Microsoft has introduced a new Teams admin policy that allows organizers to prevent third-party bots from joining meetings without approval.
This new feature was first announced in a March Microsoft 365 roadmap entry, when Microsoft said that it would be available across Windows, macOS, Android, and iOS platforms for worldwide standard multi-tenant and GCC cloud environments.
Once enabled, the policy will block malicious apps controlled by threat actors or third-party bots (used for note-taking, transcription, or other automated tasks) from joining Teams meetings, ensuring attendees know a non-human participant has been added.
The policy gives organizations more control and visibility over external bots in their meetings, helping them identify bots more easily and adding safeguards designed to ensure that only the intended participants and tools can join.
“The new policy in the Teams Admin Center, Manage external bots and their access to meetings, can be assigned to individual users or specific groups,” Microsoft said on Monday.
“When enabled, Teams automatically detects potential bots, places them in the meeting lobby, clearly identifies them, and prompts organizers to confirm admission. Even in meetings where organizers allow participants to bypass the lobby, bots identified through this policy will continue to require approval before joining.”

Microsoft is now also planning to add additional admin controls, including allow lists for approved bots, policies to block external bots entirely, admin reports and audit logs on the detection and presence of bots, and more granular controls aligned to different security requirements.

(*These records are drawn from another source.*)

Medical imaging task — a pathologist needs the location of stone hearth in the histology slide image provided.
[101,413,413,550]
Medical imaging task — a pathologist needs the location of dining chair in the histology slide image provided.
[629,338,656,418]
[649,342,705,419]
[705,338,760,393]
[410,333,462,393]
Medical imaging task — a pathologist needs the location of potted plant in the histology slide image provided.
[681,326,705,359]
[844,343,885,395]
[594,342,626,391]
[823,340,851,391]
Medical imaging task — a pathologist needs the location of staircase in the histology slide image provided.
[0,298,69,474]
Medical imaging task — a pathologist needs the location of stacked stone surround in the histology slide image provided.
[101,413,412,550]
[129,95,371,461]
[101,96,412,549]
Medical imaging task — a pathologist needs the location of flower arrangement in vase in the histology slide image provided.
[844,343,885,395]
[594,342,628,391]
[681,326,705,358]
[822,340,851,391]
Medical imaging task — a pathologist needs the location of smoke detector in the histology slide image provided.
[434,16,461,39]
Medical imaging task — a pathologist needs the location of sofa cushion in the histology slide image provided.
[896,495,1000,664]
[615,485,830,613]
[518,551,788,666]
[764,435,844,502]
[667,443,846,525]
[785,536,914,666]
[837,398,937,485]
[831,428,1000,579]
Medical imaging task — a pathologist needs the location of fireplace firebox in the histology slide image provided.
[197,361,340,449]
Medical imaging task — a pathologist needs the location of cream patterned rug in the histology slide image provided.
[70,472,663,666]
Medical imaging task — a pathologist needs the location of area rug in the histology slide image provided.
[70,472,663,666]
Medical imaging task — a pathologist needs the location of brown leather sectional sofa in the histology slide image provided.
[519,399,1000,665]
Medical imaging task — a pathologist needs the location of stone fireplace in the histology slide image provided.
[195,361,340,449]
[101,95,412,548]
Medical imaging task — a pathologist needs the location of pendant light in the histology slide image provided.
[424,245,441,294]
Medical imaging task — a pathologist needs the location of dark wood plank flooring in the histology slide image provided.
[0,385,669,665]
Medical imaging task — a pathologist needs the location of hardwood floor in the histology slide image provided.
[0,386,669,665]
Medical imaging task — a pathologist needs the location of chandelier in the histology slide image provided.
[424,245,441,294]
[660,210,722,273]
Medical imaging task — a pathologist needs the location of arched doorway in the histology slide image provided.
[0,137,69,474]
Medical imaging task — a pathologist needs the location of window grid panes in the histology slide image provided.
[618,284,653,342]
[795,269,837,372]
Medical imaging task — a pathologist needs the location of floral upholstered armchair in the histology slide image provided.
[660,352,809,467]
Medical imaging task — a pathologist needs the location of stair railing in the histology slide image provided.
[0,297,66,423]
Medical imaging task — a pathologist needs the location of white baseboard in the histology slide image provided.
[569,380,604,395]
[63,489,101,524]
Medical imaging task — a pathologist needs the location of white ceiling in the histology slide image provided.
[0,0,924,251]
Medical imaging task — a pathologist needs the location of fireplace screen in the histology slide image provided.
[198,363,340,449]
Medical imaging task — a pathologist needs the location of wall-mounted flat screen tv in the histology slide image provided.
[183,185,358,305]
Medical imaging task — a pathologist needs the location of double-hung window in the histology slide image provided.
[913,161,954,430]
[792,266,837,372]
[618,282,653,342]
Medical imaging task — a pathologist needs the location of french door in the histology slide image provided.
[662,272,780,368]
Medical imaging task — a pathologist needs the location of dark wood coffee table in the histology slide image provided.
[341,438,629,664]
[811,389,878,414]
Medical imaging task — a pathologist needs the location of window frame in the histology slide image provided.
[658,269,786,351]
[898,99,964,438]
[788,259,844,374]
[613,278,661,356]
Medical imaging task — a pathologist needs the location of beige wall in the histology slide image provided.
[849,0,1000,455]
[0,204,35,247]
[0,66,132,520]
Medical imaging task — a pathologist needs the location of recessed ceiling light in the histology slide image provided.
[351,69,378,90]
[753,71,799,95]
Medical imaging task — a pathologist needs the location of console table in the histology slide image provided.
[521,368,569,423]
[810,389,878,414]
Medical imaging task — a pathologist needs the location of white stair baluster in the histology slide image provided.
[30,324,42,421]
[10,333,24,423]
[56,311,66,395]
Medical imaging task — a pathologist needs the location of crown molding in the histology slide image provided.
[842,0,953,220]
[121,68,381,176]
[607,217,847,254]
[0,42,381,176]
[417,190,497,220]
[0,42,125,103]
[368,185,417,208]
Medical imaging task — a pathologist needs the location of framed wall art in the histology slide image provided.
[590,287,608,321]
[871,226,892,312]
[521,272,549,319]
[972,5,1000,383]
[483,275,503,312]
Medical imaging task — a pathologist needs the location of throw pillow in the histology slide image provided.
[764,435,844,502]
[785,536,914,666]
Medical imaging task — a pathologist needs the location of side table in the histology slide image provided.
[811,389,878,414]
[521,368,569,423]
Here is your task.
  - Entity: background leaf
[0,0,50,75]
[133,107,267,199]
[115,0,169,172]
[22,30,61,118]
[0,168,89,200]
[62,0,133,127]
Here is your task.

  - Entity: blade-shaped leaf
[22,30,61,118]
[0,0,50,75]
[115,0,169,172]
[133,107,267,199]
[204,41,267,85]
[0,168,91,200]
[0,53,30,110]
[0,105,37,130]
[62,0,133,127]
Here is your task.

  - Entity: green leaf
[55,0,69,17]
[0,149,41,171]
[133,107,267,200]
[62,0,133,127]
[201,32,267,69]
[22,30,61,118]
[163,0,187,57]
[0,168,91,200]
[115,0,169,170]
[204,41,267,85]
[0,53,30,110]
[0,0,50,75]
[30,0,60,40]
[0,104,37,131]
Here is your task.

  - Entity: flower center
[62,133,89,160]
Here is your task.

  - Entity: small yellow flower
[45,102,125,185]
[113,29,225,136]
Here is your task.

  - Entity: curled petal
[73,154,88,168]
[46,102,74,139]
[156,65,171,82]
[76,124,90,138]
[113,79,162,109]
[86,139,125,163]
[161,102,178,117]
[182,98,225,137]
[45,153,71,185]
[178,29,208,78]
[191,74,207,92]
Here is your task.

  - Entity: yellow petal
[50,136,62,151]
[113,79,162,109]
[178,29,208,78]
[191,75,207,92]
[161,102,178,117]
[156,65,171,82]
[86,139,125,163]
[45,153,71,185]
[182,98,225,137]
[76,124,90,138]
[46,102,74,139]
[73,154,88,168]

Starting in December, admins can block external Teams users via the Defender portal to prevent cybercrime gangs(including ransomware groups) from abusing the platform in social engineering attacks targeting employees.

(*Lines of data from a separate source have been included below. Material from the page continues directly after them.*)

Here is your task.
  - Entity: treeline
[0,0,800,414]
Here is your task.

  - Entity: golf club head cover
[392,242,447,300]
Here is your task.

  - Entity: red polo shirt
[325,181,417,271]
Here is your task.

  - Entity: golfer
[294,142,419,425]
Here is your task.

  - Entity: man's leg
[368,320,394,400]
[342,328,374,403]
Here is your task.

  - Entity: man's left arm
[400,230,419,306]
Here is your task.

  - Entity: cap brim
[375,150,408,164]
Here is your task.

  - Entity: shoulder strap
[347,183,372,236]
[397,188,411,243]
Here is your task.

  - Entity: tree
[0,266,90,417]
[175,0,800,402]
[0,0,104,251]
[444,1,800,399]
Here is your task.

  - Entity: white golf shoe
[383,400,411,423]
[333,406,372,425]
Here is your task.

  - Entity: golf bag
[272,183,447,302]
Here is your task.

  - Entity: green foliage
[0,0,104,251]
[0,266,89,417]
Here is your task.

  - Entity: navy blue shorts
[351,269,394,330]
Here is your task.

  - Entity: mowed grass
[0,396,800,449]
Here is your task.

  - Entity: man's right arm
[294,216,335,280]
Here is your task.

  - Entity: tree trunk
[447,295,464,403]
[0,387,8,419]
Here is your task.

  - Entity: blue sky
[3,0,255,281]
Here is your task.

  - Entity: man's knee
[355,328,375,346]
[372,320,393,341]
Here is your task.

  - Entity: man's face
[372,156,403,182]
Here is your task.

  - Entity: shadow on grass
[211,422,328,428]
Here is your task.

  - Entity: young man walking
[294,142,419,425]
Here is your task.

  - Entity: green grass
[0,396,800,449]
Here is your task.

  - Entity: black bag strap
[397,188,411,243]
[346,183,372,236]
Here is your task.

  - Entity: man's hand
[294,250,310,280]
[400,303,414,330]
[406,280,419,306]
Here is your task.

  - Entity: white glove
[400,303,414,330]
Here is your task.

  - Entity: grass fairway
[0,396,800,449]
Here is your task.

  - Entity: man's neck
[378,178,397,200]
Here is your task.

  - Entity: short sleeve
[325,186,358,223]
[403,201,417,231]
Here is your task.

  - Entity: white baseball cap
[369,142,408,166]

Teams has also added new fraud-protection features for calls in January, warning users about external callers impersonating trusted organizations in social-engineering attacks.

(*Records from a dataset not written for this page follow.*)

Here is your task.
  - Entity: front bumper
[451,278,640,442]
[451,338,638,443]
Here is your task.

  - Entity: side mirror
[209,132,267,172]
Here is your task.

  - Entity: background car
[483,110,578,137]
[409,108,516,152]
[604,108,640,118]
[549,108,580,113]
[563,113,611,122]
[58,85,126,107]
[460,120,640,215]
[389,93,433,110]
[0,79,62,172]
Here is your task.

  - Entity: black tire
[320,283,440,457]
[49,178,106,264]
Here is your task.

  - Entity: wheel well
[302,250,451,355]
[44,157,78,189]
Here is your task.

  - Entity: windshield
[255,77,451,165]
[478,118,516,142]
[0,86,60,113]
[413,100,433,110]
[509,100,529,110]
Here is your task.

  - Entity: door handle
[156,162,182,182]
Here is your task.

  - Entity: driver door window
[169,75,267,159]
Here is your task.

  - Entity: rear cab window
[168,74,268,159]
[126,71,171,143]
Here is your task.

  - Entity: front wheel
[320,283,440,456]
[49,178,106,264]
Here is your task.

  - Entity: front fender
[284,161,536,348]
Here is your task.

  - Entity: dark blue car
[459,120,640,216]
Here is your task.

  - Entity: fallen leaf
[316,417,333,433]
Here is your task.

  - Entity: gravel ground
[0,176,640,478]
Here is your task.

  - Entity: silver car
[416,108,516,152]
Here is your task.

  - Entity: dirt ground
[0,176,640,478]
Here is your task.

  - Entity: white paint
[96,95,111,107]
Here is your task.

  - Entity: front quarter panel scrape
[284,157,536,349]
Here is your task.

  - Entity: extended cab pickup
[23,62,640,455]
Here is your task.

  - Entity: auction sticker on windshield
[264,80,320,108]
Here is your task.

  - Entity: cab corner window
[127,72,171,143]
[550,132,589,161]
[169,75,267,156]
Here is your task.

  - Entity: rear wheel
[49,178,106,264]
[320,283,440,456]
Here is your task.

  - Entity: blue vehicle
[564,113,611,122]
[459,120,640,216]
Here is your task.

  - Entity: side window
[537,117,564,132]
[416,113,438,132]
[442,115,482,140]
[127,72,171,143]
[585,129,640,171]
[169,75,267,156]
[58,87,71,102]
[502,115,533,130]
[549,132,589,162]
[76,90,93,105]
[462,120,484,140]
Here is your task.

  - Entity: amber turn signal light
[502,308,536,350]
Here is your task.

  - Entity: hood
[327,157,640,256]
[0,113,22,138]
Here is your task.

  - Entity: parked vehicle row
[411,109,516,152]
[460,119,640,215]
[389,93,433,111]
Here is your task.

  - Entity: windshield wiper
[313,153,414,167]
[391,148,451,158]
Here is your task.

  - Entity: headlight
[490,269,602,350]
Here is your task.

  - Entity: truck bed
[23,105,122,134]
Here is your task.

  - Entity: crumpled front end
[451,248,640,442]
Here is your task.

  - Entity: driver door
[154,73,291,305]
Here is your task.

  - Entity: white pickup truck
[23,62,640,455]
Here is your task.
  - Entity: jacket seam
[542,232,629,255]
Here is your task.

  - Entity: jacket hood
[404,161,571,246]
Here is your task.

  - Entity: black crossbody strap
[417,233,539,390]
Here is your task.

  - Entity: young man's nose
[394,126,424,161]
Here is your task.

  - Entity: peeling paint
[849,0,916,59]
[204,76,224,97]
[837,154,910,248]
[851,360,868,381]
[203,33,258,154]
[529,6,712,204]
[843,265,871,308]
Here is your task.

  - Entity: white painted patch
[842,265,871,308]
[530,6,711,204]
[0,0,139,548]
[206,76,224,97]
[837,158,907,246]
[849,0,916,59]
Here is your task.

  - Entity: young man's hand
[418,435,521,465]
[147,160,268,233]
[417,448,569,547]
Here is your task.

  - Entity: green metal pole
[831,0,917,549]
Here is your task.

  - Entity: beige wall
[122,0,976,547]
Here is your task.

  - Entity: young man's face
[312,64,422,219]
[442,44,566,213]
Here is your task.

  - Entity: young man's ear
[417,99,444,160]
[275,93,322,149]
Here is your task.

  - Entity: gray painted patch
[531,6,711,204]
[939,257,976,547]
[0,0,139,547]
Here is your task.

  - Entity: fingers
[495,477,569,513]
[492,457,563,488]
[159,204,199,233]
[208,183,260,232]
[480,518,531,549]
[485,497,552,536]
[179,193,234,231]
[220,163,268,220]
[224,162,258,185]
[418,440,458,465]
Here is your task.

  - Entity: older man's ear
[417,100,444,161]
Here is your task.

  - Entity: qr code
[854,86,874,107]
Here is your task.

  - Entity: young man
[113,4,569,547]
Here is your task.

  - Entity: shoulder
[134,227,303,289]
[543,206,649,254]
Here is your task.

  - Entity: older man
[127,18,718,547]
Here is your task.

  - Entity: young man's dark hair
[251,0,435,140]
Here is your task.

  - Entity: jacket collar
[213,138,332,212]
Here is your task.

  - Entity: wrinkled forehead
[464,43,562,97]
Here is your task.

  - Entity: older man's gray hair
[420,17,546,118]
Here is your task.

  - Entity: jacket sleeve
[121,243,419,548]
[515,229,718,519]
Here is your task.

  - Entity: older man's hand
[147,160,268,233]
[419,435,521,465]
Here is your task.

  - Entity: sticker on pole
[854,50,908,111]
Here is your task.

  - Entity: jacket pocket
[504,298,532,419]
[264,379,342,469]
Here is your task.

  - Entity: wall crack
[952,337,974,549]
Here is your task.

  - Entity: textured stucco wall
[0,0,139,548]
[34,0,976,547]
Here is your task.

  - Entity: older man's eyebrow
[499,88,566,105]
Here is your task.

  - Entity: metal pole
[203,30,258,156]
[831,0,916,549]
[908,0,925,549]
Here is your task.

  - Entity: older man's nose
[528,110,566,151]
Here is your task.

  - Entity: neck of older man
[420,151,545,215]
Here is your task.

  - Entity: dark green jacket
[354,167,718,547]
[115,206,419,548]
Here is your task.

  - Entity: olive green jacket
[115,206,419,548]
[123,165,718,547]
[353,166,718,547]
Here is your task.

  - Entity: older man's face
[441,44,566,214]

The same month, Microsoft announced that Teams would get a call reporting feature by mid-March, allowing users to flag unwanted or suspicious calls as potential phishing or scam attempts.
More recently, in April, Microsoft warned that attackers are increasingly abusing external Teams collaboration for access and lateral movement on enterprise networks, impersonating IT or helpdesk staff to contact employees via cross-tenant chats and trick them into granting remote access to steal data.